Яшка сел. Беспризорный засунул руку в карман и, к величайшему изумлению Яшки, вынул оттуда маленького живого воробья и поднес его ко рту.

– Сожрешь? – негодуя, воскликнул Яшка.

Беспризорный вопросительно поднял на Яшку маленькие ярко-зеленые глаза, подышал теплом на воробьенка и ответил:

– Разве ж воробьев жрут? Воробьев не жрут и галок тоже не жрут. Голубь – тут другой разговор. Голубя ежели в угольях спечь – вку-усно! Я их из рогатки бью.

Он сунул воробья за пазуху рваной бабьей кацавейки и, протягивая Яшке недокуренную цигарку, предложил:

– На, докури.

Машинально Яшка взял окурок и, не зная, куда его девать, спросил несмело:

– А козла ты зачем съел?

– Кого?

– Козла… Сычинного. У нас ребята говорят, что ты его упер на жратву.

Беспризорный хлопнул себя руками по бокам и звонко расхохотался. И пока он хохотал, оцепенение начало сходить с Яшки, и беспризорный представился ему в совершенно другом свете. Яшка рассмеялся и сам, потом подскочил и затряс кистью руки, потому что догоревший окурок больно ожег ему пальцы.

Успокоившись, подвинулись друг к другу ближе.

– Тебя как звать? – спросил беспризорный.

– Меня Яшкой. А тебя?

– А меня Дергачом.

– Почему же Дергачом?

– А почему тебя Яшкой?

– Вот еще скажешь тоже. Яков – такой святой был, и именины справляют. А такого святого, чтобы… Дергач, не должно бы быть…

– А мне и наплевать, что не должно.

– И мне, – немного подумав, признался Яшка. – Только ежели при матери этак скажешь, так она за ухо. Отец, тот ничего, он и сам страсть как святых не любит – якобы дармоеды все. А мать – у-уу! Про что другое, а про это и не заикнись. Я один раз масла из лампадки отлил – Волку лапу зашибленную смазать, так что было-то…

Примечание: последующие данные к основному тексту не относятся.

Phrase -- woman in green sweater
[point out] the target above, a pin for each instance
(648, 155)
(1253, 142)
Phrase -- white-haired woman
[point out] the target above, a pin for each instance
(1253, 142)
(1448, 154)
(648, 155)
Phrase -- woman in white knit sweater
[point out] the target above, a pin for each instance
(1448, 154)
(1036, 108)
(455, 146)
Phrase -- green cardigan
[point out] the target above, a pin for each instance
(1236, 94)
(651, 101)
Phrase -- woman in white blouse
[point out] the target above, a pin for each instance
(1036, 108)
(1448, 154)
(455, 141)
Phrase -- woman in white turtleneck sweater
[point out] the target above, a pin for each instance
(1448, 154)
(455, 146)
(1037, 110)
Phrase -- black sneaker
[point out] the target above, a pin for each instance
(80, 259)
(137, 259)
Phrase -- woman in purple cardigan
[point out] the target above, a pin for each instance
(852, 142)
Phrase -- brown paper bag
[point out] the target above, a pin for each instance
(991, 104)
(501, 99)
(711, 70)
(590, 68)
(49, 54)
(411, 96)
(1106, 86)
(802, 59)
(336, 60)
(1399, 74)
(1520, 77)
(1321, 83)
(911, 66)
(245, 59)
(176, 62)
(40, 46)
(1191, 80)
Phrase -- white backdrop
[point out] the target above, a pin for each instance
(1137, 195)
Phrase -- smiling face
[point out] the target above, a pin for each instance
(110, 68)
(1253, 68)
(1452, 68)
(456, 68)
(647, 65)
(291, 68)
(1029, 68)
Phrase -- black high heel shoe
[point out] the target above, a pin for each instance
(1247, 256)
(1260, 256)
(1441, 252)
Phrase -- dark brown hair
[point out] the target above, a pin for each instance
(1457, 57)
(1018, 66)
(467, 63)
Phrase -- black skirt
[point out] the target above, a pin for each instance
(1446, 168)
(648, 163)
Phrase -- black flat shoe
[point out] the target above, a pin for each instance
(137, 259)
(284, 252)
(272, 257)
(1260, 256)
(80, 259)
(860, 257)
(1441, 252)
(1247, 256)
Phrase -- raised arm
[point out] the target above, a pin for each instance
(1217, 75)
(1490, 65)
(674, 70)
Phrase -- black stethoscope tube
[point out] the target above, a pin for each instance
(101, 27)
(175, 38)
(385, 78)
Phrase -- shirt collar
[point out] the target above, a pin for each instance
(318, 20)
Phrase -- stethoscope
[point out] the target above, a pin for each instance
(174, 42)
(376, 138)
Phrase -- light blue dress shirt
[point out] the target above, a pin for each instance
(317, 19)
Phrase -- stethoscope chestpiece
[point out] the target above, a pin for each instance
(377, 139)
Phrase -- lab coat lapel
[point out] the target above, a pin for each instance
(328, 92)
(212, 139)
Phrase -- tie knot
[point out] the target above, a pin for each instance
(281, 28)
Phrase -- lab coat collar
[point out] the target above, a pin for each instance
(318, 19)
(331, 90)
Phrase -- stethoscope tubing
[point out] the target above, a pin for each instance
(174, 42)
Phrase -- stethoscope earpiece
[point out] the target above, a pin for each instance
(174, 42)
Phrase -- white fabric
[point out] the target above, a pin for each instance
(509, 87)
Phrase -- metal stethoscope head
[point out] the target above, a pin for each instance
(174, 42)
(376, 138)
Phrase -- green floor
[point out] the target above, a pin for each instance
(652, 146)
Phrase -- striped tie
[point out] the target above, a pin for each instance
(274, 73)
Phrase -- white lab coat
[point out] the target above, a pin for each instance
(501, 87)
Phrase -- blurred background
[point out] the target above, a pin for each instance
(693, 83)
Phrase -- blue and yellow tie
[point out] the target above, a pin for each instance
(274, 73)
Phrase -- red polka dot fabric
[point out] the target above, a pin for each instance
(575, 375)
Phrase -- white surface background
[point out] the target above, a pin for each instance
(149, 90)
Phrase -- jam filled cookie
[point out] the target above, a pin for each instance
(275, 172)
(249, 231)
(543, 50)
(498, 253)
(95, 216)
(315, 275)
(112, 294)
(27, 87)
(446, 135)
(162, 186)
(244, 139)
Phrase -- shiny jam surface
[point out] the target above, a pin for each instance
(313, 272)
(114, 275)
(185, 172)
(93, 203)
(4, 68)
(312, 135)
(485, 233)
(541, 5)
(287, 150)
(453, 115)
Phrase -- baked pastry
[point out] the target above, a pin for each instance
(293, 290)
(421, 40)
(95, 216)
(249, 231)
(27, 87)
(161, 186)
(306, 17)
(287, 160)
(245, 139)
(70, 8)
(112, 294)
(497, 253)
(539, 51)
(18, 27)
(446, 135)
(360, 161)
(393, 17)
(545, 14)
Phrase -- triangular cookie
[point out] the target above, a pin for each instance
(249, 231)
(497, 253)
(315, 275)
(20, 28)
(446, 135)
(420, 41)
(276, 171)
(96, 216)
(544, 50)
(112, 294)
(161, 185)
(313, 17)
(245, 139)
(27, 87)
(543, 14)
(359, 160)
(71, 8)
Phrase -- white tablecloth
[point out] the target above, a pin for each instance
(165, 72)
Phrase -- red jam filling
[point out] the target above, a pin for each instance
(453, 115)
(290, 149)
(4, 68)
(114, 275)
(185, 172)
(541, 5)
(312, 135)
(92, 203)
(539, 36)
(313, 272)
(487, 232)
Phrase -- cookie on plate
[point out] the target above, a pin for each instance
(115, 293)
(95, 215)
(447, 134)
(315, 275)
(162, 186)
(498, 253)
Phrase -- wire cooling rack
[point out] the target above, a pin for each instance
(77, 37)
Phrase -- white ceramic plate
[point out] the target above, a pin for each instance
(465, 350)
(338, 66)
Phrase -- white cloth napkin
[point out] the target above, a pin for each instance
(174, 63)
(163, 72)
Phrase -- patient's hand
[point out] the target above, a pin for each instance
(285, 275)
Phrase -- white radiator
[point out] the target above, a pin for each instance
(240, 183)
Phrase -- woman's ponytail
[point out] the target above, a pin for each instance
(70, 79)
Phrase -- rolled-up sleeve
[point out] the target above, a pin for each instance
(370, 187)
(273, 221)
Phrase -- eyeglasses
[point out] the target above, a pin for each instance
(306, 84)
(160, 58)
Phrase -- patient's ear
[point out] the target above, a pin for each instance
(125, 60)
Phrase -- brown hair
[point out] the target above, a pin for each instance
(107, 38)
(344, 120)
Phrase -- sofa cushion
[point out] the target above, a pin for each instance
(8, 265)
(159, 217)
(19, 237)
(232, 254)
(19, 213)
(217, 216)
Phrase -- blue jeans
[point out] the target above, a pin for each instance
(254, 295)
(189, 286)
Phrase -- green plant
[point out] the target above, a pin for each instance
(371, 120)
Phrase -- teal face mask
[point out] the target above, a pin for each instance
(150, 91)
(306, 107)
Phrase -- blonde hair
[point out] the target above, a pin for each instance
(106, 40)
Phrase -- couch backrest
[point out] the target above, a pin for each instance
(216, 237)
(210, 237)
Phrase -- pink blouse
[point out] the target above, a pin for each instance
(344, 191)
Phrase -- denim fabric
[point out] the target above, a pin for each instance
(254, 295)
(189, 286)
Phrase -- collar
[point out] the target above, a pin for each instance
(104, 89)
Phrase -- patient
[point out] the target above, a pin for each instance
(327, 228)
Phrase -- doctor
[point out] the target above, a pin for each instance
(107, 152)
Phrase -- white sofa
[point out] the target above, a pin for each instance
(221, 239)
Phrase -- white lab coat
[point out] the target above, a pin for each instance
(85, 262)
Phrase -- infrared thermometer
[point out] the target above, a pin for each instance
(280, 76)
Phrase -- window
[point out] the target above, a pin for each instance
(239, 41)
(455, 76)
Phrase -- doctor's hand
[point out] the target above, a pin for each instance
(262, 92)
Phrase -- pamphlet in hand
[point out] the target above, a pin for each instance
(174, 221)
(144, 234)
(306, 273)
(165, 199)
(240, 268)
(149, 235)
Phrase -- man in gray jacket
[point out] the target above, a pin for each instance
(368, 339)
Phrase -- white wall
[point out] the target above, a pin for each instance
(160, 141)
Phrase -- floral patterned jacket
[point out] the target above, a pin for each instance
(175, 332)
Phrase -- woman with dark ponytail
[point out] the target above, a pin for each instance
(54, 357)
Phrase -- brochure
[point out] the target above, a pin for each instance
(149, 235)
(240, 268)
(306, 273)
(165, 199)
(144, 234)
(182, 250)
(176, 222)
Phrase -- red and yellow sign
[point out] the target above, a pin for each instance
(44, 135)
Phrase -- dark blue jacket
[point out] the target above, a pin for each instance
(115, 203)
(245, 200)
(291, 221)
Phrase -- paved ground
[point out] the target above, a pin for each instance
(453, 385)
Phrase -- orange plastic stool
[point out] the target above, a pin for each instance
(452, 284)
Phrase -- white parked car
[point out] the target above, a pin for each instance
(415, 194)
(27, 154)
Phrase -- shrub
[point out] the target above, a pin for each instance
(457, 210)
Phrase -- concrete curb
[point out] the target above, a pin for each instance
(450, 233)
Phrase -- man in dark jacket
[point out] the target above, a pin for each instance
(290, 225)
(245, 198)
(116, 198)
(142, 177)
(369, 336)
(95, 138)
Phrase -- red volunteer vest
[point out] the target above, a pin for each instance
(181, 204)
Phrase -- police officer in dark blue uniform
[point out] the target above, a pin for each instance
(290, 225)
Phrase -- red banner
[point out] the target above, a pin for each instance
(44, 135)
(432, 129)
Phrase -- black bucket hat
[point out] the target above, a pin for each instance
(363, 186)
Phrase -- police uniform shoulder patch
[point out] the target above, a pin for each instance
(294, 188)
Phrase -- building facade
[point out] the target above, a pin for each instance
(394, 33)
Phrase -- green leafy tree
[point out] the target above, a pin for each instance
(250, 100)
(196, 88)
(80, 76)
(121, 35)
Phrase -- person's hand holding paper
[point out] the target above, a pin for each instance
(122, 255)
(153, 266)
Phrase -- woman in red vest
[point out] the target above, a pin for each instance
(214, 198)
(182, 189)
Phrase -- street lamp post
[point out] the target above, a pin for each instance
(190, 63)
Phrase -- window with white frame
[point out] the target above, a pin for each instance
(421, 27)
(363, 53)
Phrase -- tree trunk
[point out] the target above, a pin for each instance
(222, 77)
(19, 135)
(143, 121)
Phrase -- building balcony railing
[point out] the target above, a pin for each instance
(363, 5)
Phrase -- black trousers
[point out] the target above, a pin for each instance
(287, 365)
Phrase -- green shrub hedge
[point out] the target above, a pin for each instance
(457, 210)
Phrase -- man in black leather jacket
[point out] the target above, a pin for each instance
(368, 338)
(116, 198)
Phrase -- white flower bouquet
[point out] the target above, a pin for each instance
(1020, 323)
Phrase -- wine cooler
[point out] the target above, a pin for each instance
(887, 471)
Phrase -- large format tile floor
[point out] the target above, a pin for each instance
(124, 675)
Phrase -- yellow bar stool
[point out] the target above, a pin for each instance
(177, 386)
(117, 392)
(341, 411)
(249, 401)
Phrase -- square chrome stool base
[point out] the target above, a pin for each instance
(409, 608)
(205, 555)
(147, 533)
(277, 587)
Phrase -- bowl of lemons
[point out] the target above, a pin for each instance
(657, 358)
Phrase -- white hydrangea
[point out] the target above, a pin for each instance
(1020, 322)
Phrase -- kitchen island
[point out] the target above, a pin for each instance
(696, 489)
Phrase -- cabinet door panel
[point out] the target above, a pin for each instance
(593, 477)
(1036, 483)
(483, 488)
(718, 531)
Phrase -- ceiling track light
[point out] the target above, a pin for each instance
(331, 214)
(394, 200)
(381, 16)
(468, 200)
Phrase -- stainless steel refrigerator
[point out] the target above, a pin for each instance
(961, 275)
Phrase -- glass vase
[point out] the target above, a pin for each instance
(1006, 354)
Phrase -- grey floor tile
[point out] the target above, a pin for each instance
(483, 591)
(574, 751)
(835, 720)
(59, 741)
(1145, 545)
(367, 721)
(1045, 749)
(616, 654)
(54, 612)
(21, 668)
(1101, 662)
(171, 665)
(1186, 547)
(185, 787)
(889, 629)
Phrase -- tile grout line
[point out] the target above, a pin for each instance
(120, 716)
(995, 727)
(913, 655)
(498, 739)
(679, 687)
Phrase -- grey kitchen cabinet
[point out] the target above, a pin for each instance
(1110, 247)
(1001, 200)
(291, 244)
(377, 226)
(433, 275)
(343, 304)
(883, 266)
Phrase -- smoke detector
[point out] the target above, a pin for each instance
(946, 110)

– Били? – участливо спросил Дергач.

– Нет! Только за волосы оттрепали да в чулан заперли. – И задорно он добавил: – А зато я, пока в чулане сидел, назло со всех крынок сливки спил… А ты, Дергач, зачем к нам пришел? – перескочил вдруг Яшка.

– Значит, нужно было, – ответил тот и глубоко вздохнул.

Этот тяжелый, горький вздох, за которым, казалось, спрятано было что-то большое, невысказанное, почему-то точно теплом обдал Яшку.

– Давай дружиться, Дергач? – неожиданно для самого себя искренне предложил Яшка. – Я тебя с Валькой сведу – с моим товарищем. Хороший… только врет много. А потом… – Тут Яшка поколебался. – Потом мы тебе интере-есную вещь скажем. И как весело будет жить, Дергач.

Дергач ничего не ответил. Он лежал, подставив лицо отблескам багрового, угасающего горизонта. И Яшке показалось, что Дергач чем-то не по-детски глубоко опечален.